According to NASA administrator Jim Bridenstein, the technology that enables people to travel to Mars exists, but the funds to make it happen do not. United States presidents from George H.W. Bush to Donald Trump have declared a trip to Mars a priority within the American space program, but not enough funding has come in over the last 30 years. Per NASA, the agency is currently working on a project intended to put human beings back on the moon by 2024 and then plans to "establish sustainable missions" by 2028. Of course, as noted by Bridenstein, "we just need bipartisan support and the resources to get this done."

If Federal funding came through, or if professional space fan Elon Musk follows through on his company Space X's plan to get to Mars, as detailed on SpaceX's website, just how long would it take to get there?

Mars is really, really far away

Per Space, the distance between Earth and Mars is constantly changing due to the fact that they are both always orbiting around the sun. Theoretically, the closest they could possibly be would be when Mars is close as possible to the sun while Earth is as far as possible to the sun, which would put them approximately 33.9 million miles apart. This has never actually happened. The shortest distance ever recorded between Mars and Earth was 34.8 million miles in 2003. The average distance between the two planets is 140 million miles.

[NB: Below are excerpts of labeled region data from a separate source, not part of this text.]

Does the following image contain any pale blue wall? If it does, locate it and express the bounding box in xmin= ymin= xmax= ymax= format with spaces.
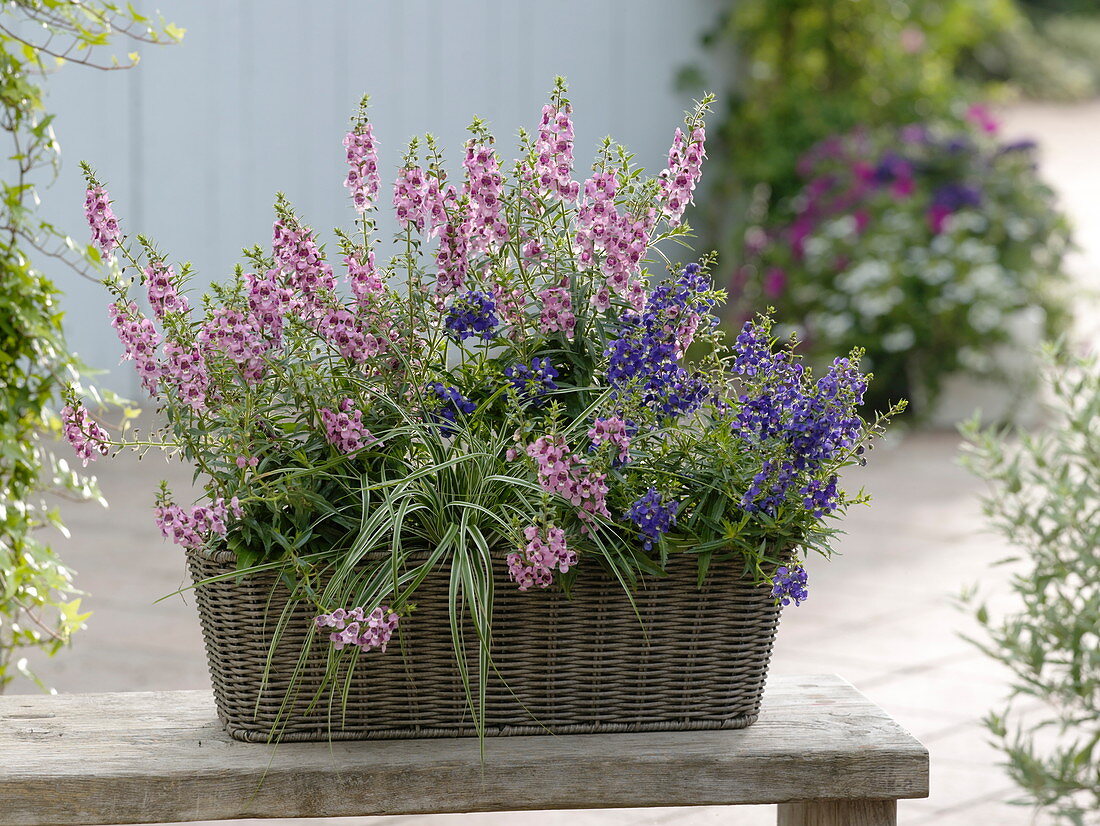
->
xmin=40 ymin=0 xmax=716 ymax=393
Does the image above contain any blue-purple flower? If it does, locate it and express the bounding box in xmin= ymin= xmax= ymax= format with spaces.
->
xmin=504 ymin=357 xmax=558 ymax=405
xmin=426 ymin=382 xmax=477 ymax=436
xmin=626 ymin=487 xmax=680 ymax=551
xmin=446 ymin=289 xmax=501 ymax=341
xmin=771 ymin=565 xmax=810 ymax=605
xmin=730 ymin=321 xmax=867 ymax=517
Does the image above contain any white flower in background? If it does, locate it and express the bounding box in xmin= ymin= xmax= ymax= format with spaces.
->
xmin=836 ymin=260 xmax=890 ymax=295
xmin=920 ymin=258 xmax=955 ymax=284
xmin=802 ymin=235 xmax=833 ymax=261
xmin=882 ymin=326 xmax=916 ymax=353
xmin=966 ymin=264 xmax=1004 ymax=293
xmin=882 ymin=210 xmax=914 ymax=235
xmin=967 ymin=304 xmax=1004 ymax=332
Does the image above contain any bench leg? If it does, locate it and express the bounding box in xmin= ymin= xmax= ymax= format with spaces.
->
xmin=779 ymin=801 xmax=898 ymax=826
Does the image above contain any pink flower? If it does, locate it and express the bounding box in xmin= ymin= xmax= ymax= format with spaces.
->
xmin=162 ymin=341 xmax=210 ymax=412
xmin=321 ymin=398 xmax=377 ymax=453
xmin=661 ymin=125 xmax=706 ymax=227
xmin=273 ymin=218 xmax=336 ymax=318
xmin=527 ymin=436 xmax=611 ymax=521
xmin=966 ymin=103 xmax=1001 ymax=135
xmin=314 ymin=605 xmax=400 ymax=653
xmin=507 ymin=525 xmax=576 ymax=591
xmin=108 ymin=298 xmax=161 ymax=396
xmin=534 ymin=103 xmax=581 ymax=201
xmin=539 ymin=286 xmax=576 ymax=341
xmin=62 ymin=405 xmax=110 ymax=467
xmin=84 ymin=187 xmax=122 ymax=261
xmin=343 ymin=120 xmax=381 ymax=214
xmin=145 ymin=261 xmax=191 ymax=320
xmin=436 ymin=207 xmax=470 ymax=296
xmin=462 ymin=139 xmax=508 ymax=252
xmin=154 ymin=496 xmax=237 ymax=548
xmin=198 ymin=307 xmax=272 ymax=384
xmin=589 ymin=416 xmax=630 ymax=462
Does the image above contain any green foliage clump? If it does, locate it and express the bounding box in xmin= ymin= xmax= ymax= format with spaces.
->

According to the BBC, it's only every two years that the planets are in the perfect position to travel from Earth to Mars using the least possible amount of rocket fuel. One of those ideal years was 2020, hence the recent flurry of spacecraft launched for Mars from the United States, the United Arab Emirates, and China. The journey takes about seven months of space travel, provided there are no difficulties that hold things up. Then there's the "seven minutes of terror" that come with landing on Mars. Spacecraft must enter Mars's atmosphere, which is 100 times thinner than the Earth's, at precisely the correct angle, otherwise they'll either burn up or bounce off. The surface of Mars is incredibly uneven and rocky, which presents another challenge to accomplishing a safe landing. All told, the long trip to Mars is just one of many challenges involved in the quest to explore the red planet in person.